A few writers, however, have questioned the above conventional view.
Grubert and Mackie for instance viewed that almost all financial-intermediation
fees (whether explicit or implicit) inherently were charges for investment rather
than consumption activities, and they took the position that such fees were not the
proper object of a consumption tax. In their view, investment services affected the
price of buying an investment good, not the price of buying a consumption good.
The borrowing of funds was merely a means for shifting consumption forward in
time. As the services related to non-consumption goods, such financial services
should not be in the base of a consumption tax. Further if a consumption tax were
imposed on financial intermediation services, the result would be to reduce the
rate of return to savers (Grubert & Mackie 2000, p. 24), (Merrill 1997, p. 16-17).

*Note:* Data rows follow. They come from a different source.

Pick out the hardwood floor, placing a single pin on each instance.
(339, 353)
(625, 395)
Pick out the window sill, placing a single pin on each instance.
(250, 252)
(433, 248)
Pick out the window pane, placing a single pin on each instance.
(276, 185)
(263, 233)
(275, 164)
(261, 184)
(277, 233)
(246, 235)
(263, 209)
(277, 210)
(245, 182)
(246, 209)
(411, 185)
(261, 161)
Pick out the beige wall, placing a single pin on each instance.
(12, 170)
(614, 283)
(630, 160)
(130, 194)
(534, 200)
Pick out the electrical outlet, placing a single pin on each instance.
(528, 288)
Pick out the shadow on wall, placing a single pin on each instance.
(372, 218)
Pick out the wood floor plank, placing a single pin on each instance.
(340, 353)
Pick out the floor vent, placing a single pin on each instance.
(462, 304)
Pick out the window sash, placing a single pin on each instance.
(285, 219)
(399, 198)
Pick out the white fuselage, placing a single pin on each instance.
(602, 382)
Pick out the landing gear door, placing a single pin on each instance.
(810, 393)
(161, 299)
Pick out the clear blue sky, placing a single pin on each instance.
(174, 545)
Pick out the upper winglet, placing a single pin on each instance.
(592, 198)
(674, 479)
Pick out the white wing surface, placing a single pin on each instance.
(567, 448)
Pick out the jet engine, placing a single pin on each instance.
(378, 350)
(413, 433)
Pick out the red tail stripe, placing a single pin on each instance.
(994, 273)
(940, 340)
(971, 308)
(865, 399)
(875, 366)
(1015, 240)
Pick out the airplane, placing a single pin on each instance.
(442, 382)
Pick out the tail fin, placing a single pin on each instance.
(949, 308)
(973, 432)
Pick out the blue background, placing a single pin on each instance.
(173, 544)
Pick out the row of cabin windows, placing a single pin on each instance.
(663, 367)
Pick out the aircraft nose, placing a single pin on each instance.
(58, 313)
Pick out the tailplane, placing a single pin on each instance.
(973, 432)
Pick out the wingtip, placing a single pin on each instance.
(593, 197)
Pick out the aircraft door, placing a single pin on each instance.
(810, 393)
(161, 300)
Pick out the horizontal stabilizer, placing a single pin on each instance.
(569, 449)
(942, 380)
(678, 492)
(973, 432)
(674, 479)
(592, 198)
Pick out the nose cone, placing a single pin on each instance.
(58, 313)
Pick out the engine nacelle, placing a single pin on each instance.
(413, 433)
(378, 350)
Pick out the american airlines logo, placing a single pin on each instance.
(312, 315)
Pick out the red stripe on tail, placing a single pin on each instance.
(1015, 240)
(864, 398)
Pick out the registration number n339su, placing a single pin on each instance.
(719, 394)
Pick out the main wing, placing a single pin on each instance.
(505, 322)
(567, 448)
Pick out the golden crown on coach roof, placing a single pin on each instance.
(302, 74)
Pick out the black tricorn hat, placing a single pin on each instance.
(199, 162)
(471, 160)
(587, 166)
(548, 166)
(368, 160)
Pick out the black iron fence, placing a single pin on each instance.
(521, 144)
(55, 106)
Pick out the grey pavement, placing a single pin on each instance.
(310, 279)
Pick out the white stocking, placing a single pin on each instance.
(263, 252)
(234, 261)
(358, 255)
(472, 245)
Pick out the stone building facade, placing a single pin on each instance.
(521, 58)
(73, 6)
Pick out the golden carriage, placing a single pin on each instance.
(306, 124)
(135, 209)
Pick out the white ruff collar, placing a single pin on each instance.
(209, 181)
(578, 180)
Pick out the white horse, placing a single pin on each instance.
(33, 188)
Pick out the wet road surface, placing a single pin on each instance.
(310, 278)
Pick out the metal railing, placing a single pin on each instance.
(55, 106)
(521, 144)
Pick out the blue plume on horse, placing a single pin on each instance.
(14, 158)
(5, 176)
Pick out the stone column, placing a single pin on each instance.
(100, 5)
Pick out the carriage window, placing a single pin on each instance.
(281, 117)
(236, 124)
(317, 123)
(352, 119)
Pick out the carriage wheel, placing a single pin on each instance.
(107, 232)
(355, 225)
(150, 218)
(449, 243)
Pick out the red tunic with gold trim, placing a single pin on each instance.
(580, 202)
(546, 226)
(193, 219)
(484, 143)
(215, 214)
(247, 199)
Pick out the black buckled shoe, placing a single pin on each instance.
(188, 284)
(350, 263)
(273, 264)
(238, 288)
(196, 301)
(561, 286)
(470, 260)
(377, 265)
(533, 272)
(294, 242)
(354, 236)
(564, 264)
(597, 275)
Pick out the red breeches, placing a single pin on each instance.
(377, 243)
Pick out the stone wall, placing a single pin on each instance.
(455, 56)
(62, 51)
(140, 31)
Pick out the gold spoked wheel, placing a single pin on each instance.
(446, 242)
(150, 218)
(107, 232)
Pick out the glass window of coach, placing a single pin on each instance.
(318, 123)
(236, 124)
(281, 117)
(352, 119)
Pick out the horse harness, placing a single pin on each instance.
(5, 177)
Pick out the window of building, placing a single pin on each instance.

It appears that the above view seemed to approach the problem from the point of
view of an investor or depositor (that is from the perspective of the person who
deposits funds with the bank for safe-keeping) rather than from the perspective of
the borrower who consumes the service and bears the tax (for example the
borrower who requires a loan to purchase goods or services for immediate
22
consumption). (Note: For purposes of this study, the words ‘investor’ or ‘depositor’
are interchangeable).
It also placed a higher reliance on the bank being in a position to know what the
intended use will be with the funds provided, which is not always the case. For
example, if the bank were to provide car financing, then yes it would be
considered fair to say that the bank is aware of the intended use (that is, the
customer is to purchase a car for immediate consumption). However, if a bank
was providing a personal loan, the specifics of the customers’ use thereof, may
not always be known (that is, whether the customer is taking out a loan to
purchase a consumption good or not?).
With the Grubert and Mackie argument, the VAT treatment of the supply is very
much based on the customers’ use of the services which appears to go against
the basic principles of the VAT Act. In terms of section 7(1)(a) of the SA VAT Act,
it is the supplier’s responsibility to levy VAT based on the nature of the supply of
the good or service, not based on the recipient’s intended use of such good or
service.
As previously stated in Chapter 2, VATCOM agreed that there did not appear to
be any reason as to why financial services should not be subject to VAT. Financial
services were consumption expenditure just like any other services and as they
formed a higher proportion of budgets and higher income households, there was
every reason to subject them to VAT (Marais 1991, p. 29).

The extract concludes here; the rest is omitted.